Which makes the final words of the Book of Judges so jarring. The book spans approximately 400 years of Israel’s history, focused on a repeating pattern. That is, the people are doing well, they turn from God, they get into trouble, God raises up someone to save them, they repent for a period, things are going well… Rinse and repeat.
Here then is how the Book of Judges concludes: “In those days there was no king in Israel. Everyone did what was right in his own eyes.”
To be clear, this was not a call for a monarchy, nor was it a cheery description of some anarcho-libertarian paradise. Instead, it should be read with a resigned sigh, as a sad statement of fact.
God had given His people the opportunity to govern themselves under His kingship. He gave them clear guidelines for how to organize a peaceful and prosperous civil society unique in the world. They rejected all of it.
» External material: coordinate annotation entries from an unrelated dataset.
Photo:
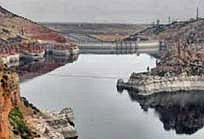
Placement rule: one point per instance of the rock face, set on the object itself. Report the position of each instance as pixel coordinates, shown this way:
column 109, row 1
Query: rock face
column 9, row 98
column 181, row 112
column 55, row 125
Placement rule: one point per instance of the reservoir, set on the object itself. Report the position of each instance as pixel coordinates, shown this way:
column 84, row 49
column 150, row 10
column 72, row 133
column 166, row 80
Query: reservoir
column 88, row 85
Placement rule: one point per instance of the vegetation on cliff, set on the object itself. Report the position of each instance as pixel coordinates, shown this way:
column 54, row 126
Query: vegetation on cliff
column 18, row 124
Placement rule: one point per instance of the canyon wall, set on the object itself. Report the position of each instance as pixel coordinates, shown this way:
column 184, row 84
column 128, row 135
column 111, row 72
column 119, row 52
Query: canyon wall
column 9, row 98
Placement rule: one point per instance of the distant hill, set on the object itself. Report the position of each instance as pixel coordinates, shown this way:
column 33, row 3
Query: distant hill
column 12, row 25
column 192, row 30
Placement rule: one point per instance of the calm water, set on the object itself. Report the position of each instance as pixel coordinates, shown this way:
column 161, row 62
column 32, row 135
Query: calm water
column 89, row 86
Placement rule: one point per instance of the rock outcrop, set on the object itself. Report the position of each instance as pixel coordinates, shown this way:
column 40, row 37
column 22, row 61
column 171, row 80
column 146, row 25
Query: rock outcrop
column 55, row 125
column 9, row 98
column 181, row 112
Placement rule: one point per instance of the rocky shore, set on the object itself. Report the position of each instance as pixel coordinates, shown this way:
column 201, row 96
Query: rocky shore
column 181, row 69
column 54, row 125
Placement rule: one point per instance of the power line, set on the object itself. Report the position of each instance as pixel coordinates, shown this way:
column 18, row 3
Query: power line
column 84, row 76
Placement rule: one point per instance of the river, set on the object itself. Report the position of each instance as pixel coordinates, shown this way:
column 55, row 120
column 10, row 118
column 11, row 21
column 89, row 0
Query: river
column 88, row 85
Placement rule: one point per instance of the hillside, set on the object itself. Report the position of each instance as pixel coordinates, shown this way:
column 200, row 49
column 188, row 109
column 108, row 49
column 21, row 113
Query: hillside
column 191, row 31
column 12, row 26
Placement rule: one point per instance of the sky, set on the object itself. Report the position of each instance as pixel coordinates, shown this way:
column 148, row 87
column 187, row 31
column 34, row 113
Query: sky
column 104, row 11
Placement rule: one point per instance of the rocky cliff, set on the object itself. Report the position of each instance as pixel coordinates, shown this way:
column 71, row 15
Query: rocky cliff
column 9, row 98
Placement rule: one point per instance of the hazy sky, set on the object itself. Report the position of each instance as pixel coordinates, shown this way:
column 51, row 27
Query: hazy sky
column 120, row 11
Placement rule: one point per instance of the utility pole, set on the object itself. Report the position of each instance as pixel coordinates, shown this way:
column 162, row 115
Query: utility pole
column 197, row 13
column 169, row 20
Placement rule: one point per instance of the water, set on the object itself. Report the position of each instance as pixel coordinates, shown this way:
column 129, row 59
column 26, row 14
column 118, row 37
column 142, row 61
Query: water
column 88, row 85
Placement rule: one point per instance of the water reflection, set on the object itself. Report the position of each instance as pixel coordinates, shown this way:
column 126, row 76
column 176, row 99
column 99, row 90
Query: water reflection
column 28, row 70
column 181, row 111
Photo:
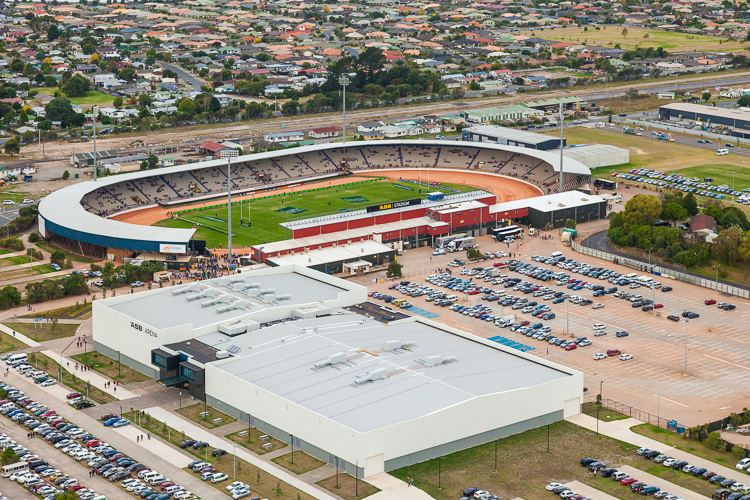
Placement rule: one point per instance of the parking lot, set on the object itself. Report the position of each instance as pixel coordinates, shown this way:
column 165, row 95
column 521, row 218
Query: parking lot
column 718, row 343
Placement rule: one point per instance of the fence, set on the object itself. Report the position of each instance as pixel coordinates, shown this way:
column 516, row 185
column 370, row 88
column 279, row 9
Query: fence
column 664, row 271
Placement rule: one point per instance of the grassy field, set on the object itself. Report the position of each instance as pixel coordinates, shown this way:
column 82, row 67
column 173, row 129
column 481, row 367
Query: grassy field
column 605, row 414
column 193, row 412
column 261, row 482
column 251, row 440
column 268, row 212
column 41, row 332
column 43, row 362
column 609, row 36
column 8, row 343
column 110, row 368
column 301, row 463
column 78, row 311
column 47, row 246
column 524, row 467
column 697, row 448
column 348, row 487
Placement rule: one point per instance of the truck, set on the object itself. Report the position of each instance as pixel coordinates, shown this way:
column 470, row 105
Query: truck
column 461, row 244
column 442, row 241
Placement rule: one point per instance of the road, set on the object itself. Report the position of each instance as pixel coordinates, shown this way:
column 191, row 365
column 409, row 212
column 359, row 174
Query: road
column 259, row 127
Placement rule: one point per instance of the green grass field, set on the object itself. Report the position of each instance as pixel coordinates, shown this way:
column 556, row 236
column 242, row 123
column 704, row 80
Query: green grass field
column 639, row 37
column 267, row 213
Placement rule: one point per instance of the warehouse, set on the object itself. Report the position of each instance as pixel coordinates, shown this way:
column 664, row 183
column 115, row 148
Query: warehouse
column 299, row 355
column 510, row 137
column 737, row 121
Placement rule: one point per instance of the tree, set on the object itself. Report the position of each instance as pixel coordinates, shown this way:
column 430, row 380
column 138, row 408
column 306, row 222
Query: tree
column 642, row 209
column 673, row 211
column 12, row 146
column 394, row 269
column 9, row 456
column 726, row 245
column 76, row 86
column 690, row 204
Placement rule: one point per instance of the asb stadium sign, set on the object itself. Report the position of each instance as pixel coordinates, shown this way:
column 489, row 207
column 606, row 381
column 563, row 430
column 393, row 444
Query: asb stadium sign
column 394, row 204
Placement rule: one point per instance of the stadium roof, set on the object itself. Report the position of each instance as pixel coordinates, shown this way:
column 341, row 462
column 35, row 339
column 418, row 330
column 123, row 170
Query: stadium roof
column 438, row 368
column 62, row 208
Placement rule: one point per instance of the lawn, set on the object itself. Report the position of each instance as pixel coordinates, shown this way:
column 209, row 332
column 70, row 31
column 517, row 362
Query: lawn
column 299, row 463
column 605, row 414
column 8, row 343
column 110, row 367
column 193, row 412
column 77, row 311
column 261, row 482
column 524, row 466
column 43, row 362
column 266, row 213
column 697, row 448
column 44, row 331
column 348, row 487
column 47, row 246
column 250, row 439
column 648, row 153
column 609, row 36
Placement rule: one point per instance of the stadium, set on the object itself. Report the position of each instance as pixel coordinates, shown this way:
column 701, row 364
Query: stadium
column 113, row 216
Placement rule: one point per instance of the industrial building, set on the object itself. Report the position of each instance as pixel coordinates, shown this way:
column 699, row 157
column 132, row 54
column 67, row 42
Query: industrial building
column 510, row 137
column 737, row 121
column 301, row 356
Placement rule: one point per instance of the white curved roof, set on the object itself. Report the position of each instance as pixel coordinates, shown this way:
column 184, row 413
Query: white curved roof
column 63, row 207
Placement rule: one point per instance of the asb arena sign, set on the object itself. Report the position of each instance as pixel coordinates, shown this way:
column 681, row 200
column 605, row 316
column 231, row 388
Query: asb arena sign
column 392, row 205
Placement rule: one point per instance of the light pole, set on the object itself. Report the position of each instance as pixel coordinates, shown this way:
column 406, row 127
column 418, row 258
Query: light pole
column 344, row 80
column 684, row 370
column 562, row 142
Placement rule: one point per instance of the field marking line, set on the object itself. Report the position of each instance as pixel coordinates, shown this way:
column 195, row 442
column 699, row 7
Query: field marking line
column 727, row 362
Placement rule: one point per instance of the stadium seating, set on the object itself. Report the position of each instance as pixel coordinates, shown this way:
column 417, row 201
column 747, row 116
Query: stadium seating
column 248, row 175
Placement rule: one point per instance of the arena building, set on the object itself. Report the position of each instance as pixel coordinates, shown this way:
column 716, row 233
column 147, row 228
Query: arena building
column 80, row 216
column 303, row 356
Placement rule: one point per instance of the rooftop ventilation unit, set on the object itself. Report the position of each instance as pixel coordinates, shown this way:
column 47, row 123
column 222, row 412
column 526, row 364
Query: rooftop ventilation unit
column 393, row 345
column 436, row 360
column 200, row 295
column 232, row 329
column 219, row 299
column 371, row 376
column 333, row 359
column 230, row 307
column 187, row 289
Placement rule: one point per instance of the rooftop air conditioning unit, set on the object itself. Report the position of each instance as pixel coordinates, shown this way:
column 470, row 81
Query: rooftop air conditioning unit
column 335, row 358
column 371, row 376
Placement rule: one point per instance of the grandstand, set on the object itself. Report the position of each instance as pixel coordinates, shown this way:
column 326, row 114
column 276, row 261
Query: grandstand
column 77, row 212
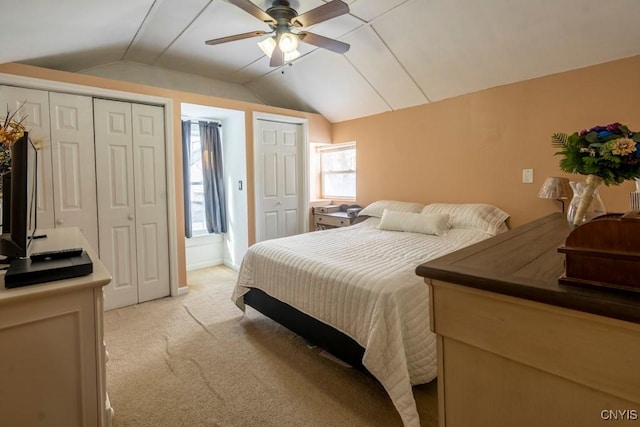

And in that rejection they had no fixed standard for what was actually right, what was good, what was just. So each man simply did what he decided was right. If the 400 years covered in about 15,000 words by the Judges demonstrates nothing else, it shows that, without the fixed standard of God, men cannot be trusted to know what the right thing is.
Having refused to do what was right in God’s eyes, and having failed to govern themselves, that 18-word epitaph explains what would come next. The people chose to live under a human king, and it went badly for them.
They did what was right in their eyes, and they suffered mightily for it.
When work was finished on the U.S. Constitution, Benjamin Franklin was allegedly asked what sort of governing system was adopted. His response: “A republic, if you can keep it.”
This was the same Benjamin Franklin who declared that, “Those who would give up essential Liberty, to purchase a little temporary Safety, deserve neither Liberty nor Safety.”
The modern history of our nation has consisted of a series of surrenders: giving up little bits of liberty to gain some perception of safety. And in so doing, we have begun to allow our republic to slip away.
In each case, it is because we have tried to do what was right in our own eyes.
We must recognize that our standard of right ends up being very wrong when it is unhinged from the truth of God. To reclaim our republic, to restore that essential liberty, we must take our eyes off ourselves and fix them on the word of God.